John Constable, R.A. 1776-1837

Estimate
150,000 - 200,000 GBP
bidding is closed

Description

  • John Constable, R.A.
  • East Bergholt Common: View to the rectory from the fields behind Golding Constable's house
  • Oil on canvas

Provenance

Isabel Constable (1822-1888), the artist's daughter, sold by her estate, Christie's, 28th May 1891;
Ernest Alfred Colquhoun (1852-1930) and thence by descent until sold, Sotheby's, 18th March 1981, lot 66;
Newhouse Gallery;
Solander-O'Reilly Galleries from whom purchased by the present owner

Exhibited

Grosvenor Gallery, Second Series of a century of British Art, 1889, probably no. 303;
Solander-O'Reilly Galleries, John Constable, R.A., 1988, pp. 16-17, illus. on cover

Literature

Robert Hoozee, L'Opera Completa di Constable, 1979, no. 133;
Graham Reynolds, The Early Paintings and Drawings of John Constable, 1996, Text Volume, no. 10.49, Plates Volume, plate 875

Catalogue Note

This vigorous plein air sketch is dated to c. 1810 by both Graham Reynolds and Charles Rhyne. It depicts a view from close to East Bergholt House, Constable's birthplace, which was of particular significance to the artist not only because of his happy memories of his childhood in Suffolk, but also because it was sketched during the early years of his long courtship with Maria Bicknell.

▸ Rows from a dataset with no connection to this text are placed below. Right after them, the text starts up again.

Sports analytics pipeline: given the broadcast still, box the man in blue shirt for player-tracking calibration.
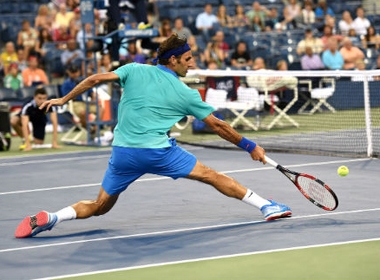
[15,34,291,238]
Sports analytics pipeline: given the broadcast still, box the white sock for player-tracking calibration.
[242,189,270,209]
[54,206,77,224]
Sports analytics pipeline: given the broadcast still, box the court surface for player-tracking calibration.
[0,146,380,279]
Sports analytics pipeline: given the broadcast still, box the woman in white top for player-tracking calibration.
[338,10,355,36]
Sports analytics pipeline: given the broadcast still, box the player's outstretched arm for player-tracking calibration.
[203,114,266,164]
[40,72,119,112]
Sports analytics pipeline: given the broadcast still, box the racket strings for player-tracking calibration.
[297,176,336,209]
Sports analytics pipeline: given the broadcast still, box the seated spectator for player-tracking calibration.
[0,41,18,76]
[203,41,226,69]
[339,38,364,70]
[301,46,325,70]
[283,0,302,28]
[338,10,355,36]
[17,19,38,57]
[34,4,53,32]
[232,4,249,27]
[61,39,84,67]
[172,17,193,39]
[354,7,371,36]
[11,87,60,151]
[301,1,316,25]
[297,29,323,56]
[21,56,49,87]
[361,25,380,50]
[216,4,233,28]
[126,41,146,64]
[245,1,270,29]
[195,4,219,42]
[322,37,344,70]
[231,41,253,70]
[247,57,298,92]
[4,62,24,90]
[61,64,103,132]
[315,0,335,22]
[53,3,74,28]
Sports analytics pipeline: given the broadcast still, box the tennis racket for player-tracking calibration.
[265,156,338,211]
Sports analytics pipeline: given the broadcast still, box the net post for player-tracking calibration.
[363,73,373,157]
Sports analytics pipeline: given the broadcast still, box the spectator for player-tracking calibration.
[76,23,96,52]
[361,25,380,50]
[21,56,49,87]
[126,41,146,64]
[338,10,355,36]
[265,7,286,31]
[11,87,60,151]
[195,4,218,42]
[246,1,270,28]
[231,41,253,70]
[204,41,225,69]
[322,37,344,70]
[61,64,103,132]
[302,1,316,25]
[4,62,24,90]
[315,0,335,22]
[216,4,233,28]
[297,29,323,56]
[354,7,371,36]
[173,17,193,39]
[53,3,74,28]
[0,41,18,76]
[34,4,53,32]
[232,4,249,27]
[283,0,302,28]
[340,38,364,70]
[61,39,84,67]
[17,19,38,57]
[301,46,325,70]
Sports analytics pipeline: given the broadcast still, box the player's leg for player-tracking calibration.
[187,161,292,220]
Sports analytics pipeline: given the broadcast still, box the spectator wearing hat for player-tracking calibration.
[4,63,24,90]
[11,87,60,151]
[21,56,49,87]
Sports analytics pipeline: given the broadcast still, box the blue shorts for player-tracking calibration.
[102,139,197,195]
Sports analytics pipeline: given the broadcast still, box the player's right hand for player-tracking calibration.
[39,98,65,112]
[251,145,267,164]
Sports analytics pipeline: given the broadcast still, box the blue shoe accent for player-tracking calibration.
[260,200,292,221]
[30,211,57,237]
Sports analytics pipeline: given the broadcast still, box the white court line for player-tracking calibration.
[34,238,380,280]
[0,208,380,253]
[0,157,372,195]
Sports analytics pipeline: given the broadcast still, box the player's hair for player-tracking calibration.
[34,87,47,96]
[157,33,187,65]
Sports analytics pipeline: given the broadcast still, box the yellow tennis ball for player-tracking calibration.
[338,165,350,177]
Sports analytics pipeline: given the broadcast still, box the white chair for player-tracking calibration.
[226,86,264,131]
[298,78,335,115]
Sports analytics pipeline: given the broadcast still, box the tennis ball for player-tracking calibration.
[338,165,350,177]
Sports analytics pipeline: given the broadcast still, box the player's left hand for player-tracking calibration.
[39,98,65,112]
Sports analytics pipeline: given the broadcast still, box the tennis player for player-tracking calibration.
[15,34,291,238]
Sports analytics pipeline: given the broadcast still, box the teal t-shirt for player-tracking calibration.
[112,63,215,148]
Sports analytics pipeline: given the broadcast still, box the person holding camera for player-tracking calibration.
[61,64,103,134]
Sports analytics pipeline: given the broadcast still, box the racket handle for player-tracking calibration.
[264,156,278,167]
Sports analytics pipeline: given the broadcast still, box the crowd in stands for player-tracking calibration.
[0,0,380,93]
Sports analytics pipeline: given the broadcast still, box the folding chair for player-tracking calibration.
[298,78,335,115]
[226,86,264,131]
[264,87,299,130]
[61,100,87,143]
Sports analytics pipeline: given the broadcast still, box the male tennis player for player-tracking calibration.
[15,34,291,238]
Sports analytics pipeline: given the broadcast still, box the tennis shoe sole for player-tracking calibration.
[15,211,57,238]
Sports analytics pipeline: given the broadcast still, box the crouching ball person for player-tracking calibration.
[15,34,291,238]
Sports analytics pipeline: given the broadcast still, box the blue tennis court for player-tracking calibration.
[0,146,380,279]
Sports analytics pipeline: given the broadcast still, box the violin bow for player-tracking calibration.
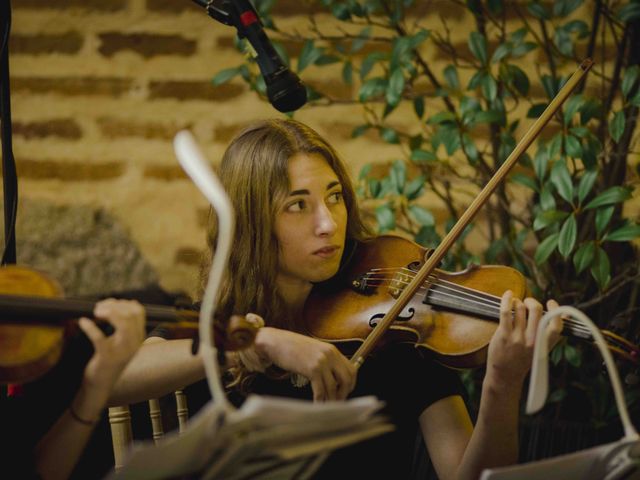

East Bergholt House, situated in the centre of the village, was built by Golding Constable in about 1773. It was a red brick, three storey building with a pedimented entrance below a Venetian window. On one side was a laundry and counting house and there was stabling to the rear. From the rear windows, Constable had a view of the family's flower and vegetable gardens (the subject of two important pictures from 1815 now in the Ipswich Museum and Art Gallery) and of the thirty acres of fertile land which his father farmed. Also visible from the rear of the house was the rectory, where Constable first met Maria Bicknell, his future wife. The Rector of East Bergholt was Maria's grandfather, Dr. Durand Rhudde, whose implacable opposition to Constable as a suitor for his granddaughter was to delay their wedding until 1816. The view had therefore a particular poignancy as it was in those fields that their courtship first took place. As Constable wrote to Maria in June 1812: "From the window where I am writing, I see all those sweet fields where we have passed so many happy hours together. It is with a melancholy pleasure that I revisit those scenes that once saw us so happy - yet it is gratifying to me to think that the scenes of my boyish days should have witnessed by far the most affecting event of my life" (Beckett, Constable's Correspondence, Vol. II, 1964, p. 78).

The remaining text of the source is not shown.